Dans le département des Ardennes, on attend qu'il fasse chaud, et l'on compte sur la nature pour faire la différence. "N'empêche que c'est déprimant, pour les cerises, les mirabelles, les quetsches !" nous confie-t-on, dans un autre secteur du département.

Il faudra attendre jusqu'au 15 mai, pour dresser un bilan définitif, car il reste encore des fleurs non détruites.

Jean-Chrisophe Léglantier, arboriculteur.

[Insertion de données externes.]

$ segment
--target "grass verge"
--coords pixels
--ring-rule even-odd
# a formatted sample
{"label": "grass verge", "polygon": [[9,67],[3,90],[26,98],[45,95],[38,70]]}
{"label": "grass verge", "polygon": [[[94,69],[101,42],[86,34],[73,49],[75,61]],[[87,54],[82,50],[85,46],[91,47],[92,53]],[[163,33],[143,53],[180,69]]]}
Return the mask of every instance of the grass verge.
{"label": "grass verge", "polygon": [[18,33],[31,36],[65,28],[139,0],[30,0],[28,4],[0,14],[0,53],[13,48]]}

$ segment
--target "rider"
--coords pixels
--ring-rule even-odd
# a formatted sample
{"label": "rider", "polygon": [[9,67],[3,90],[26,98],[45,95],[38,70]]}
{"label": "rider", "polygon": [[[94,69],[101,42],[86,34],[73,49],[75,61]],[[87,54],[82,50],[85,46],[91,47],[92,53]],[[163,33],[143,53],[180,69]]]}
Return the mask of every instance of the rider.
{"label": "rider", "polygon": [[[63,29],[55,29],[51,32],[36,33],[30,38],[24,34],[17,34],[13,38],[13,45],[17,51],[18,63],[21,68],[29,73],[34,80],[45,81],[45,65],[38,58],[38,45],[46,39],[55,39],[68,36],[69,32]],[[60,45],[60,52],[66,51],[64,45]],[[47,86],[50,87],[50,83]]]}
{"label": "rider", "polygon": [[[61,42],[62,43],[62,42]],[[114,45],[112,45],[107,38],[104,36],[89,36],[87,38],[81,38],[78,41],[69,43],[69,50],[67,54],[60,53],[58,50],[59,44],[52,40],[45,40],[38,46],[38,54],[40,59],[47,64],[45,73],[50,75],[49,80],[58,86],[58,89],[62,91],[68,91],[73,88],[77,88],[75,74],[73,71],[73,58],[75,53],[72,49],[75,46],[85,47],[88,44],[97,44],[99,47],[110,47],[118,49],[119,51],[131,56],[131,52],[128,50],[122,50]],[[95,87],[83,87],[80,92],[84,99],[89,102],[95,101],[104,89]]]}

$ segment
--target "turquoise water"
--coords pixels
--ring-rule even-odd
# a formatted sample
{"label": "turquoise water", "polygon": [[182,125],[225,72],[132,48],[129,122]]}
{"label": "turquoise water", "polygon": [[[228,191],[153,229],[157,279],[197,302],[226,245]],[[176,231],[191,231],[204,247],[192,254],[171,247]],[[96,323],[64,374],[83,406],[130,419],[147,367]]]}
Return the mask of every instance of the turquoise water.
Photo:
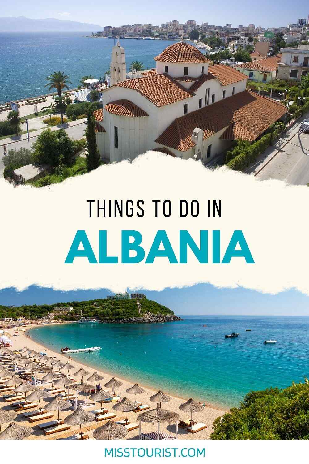
{"label": "turquoise water", "polygon": [[[97,78],[109,69],[114,39],[88,39],[89,32],[1,32],[0,33],[0,102],[48,93],[46,77],[54,71],[69,76],[72,88],[80,77],[90,74]],[[96,32],[96,31],[94,31]],[[120,40],[125,48],[127,70],[132,61],[155,67],[153,57],[171,40]]]}
{"label": "turquoise water", "polygon": [[[29,334],[57,352],[101,346],[71,355],[132,382],[225,408],[251,390],[286,387],[309,376],[308,317],[183,317],[165,324],[45,326]],[[225,339],[232,331],[239,337]],[[270,339],[279,343],[263,344]]]}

Une belle floraison  dans le Sézannais

Le Verger de l'Arly est situé, à Saudoy, à près de six kilomètres de Sézanne, dans le sud du département de la Marne. Jean-Christophe Léglantier y exploite 40 hectares de vergers à pommes, pour moitié, des pommes à cidre. Le reste produit des pommes de table. Alors qu'un peu partout en France, des producteurs de fruits constatent que le gel a provoqué d'importants ravages sur leur culture, l'arboriculteur marnais indique ne pas avoir à se plaindre.

"On a une chance inouïe", dit-il. "On n'est pas dans un secteur qui a souffert. On a une très grosse année de floraison. Il faudra en enlever, pour qu'il y ait des fruits. Ca nous rend service pour l'année d'après, et on n'a pas besoin d'utiliser des traitements". Celui qui est administrateur à la Fédération Nationale des Producteurs de Fruits à Cidre, et adhérent de l'association Pommes Poires, possède une station météorologique, sur son exploitation. "Dans les champs, ce matin, on relevait une température de – 0,9 degré. On a senti le vent du boulet, mais ça va, quand on pense qu'à Aix-en-Provence, ils annoncent des – 7, -8°. Ailleurs, en France, on constate des dégâts considérables".

Une année hors norme

Si actuellement, Jean-Christophe Léglantier est serein, c'est parce que du gel entre le 6 et le 20 avril, il en a déjà vu. N'empêche que le 6 avril, il y a eu des giboulées de neige, et la température, dans son exploitation, a chuté à – 3, - 4 degrés. On enregistre des dégâts, à partir de – 2,2 degrés, aussi, aujourd'hui, l'arboriculteur annonce des pertes, à hauteur de 20 à 30%. "Mais ça nous permet un éclaircissage précoce", indique –t-il. "Il faudra attendre, jusqu'au 15 mai, pour dresser un bilan définitif, car il reste encore des fleurs non détruites".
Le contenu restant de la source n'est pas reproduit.